For immediate release
September 7, 2004
Chris Seymour
646-831-9035
Ann Marie Taliercio
315-426-0373 or 315-415-2735
Workers, environmentalists blast Cintas tax breaks, demand study of subsidy plan instead of rubber-stamp vote Thursday
Baldwinsville, N.Y., Tuesday, Sept. 7-Laundry workers, environmentalists, union leaders, economic development experts and supporters testified at a public hearing this morning against awarding over $600,000 in tax breaks to Cincinnati-based Cintas Corp. to build an industrial laundry here. But the members of the Onondaga County Industrial Development Agency board won’t hear directly about the economic and environmental dangers the opponents raised – because none of them were there.
The IDA board is scheduled vote Thursday, Sept. 9 on the plan, and opponents urged that, since they couldn’t be at the hearing today, the board should commission a study of the issues they had raised. “We pointed to Cintas’ record of breaking the law and discharging toxic waste,” said Ann Marie Taliercio, who heads the 500-member Syracuse hotel workers union, Local 150 of UNITE HERE. “We demonstrated that it would be almost impossible for Cintas to create the jobs they’re promising without taking good jobs away from workers in local businesses. And we pointed to statements in their application materials that seem to be inaccurate. The IDA board should not rubber stamp this plan on Thursday. The responsible thing to do is order a study of the issues we have raised.” Representatives of the Sierra Club and the Citizens Campaign for the Environment also testified against the subsidy plan.
UNITE HERE’s analysis of the application documents identified several statements that require explanation, including contradictory statements on whether the deal will subsidize the abandonment of Cintas’ existing DeWitt plant, whether it will increase truck traffic and who will handle the toxic sludge generated by the plant.
Other public agencies have found reason to closely scrutinize Cintas’s statements, including the State of New York.
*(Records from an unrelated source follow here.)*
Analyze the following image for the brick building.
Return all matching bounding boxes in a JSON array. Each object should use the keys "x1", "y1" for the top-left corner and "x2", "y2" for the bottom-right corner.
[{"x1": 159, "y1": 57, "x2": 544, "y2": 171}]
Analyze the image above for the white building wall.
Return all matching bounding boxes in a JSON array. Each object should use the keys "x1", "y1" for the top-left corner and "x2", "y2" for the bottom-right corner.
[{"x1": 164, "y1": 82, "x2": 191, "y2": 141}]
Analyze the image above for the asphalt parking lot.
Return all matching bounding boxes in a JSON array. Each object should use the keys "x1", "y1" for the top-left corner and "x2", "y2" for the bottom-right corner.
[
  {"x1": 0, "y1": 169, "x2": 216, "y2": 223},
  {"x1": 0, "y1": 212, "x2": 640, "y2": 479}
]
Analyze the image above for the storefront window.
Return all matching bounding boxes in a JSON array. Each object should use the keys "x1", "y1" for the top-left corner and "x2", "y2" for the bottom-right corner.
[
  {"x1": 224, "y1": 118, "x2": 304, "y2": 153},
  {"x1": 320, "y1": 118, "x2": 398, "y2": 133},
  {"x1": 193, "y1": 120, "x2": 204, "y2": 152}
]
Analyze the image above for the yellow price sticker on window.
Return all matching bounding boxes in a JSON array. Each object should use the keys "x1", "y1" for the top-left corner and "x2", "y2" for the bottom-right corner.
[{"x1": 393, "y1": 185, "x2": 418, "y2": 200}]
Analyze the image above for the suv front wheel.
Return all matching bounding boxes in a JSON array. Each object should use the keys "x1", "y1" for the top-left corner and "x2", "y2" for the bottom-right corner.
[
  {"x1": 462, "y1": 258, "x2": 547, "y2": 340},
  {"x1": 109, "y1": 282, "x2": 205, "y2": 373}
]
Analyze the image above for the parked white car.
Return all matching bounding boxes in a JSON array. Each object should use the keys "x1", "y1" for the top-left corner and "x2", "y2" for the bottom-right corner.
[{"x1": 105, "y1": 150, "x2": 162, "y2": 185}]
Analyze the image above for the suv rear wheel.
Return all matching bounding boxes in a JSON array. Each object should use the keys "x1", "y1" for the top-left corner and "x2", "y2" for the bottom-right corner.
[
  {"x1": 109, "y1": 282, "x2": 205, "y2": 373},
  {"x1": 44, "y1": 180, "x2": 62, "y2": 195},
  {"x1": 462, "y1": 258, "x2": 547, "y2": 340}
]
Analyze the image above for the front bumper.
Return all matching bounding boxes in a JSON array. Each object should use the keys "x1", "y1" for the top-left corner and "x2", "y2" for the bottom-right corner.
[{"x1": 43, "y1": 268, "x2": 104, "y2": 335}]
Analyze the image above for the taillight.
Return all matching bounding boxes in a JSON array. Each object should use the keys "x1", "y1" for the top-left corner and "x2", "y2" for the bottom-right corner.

The state recently barred the company, the country’s largest industrial launderer, from participation in the state’s Empire Zone program in Suffolk County. The Empire Zone debarment came after labor leaders and others raised concerns that the company didn’t meet the program’s criteria for complying with the environmental and worker protection laws. Other public entities that have recently terminated deals with Cintas include Madison, Wisc., and the Los Angeles Department of Power and Water.
“Cintas doesn’t give its workers a real pension like we have,” pointed out Charlotte Rowe, a 42-year veteran of the local Coyne laundry. “They don’t provide affordable health care. Giving them some of my tax dollars gives them an unfair advantage.” She concluded, “I wish someone from the IDA board was actually here to look at me when I ask them not to use my taxes that way.”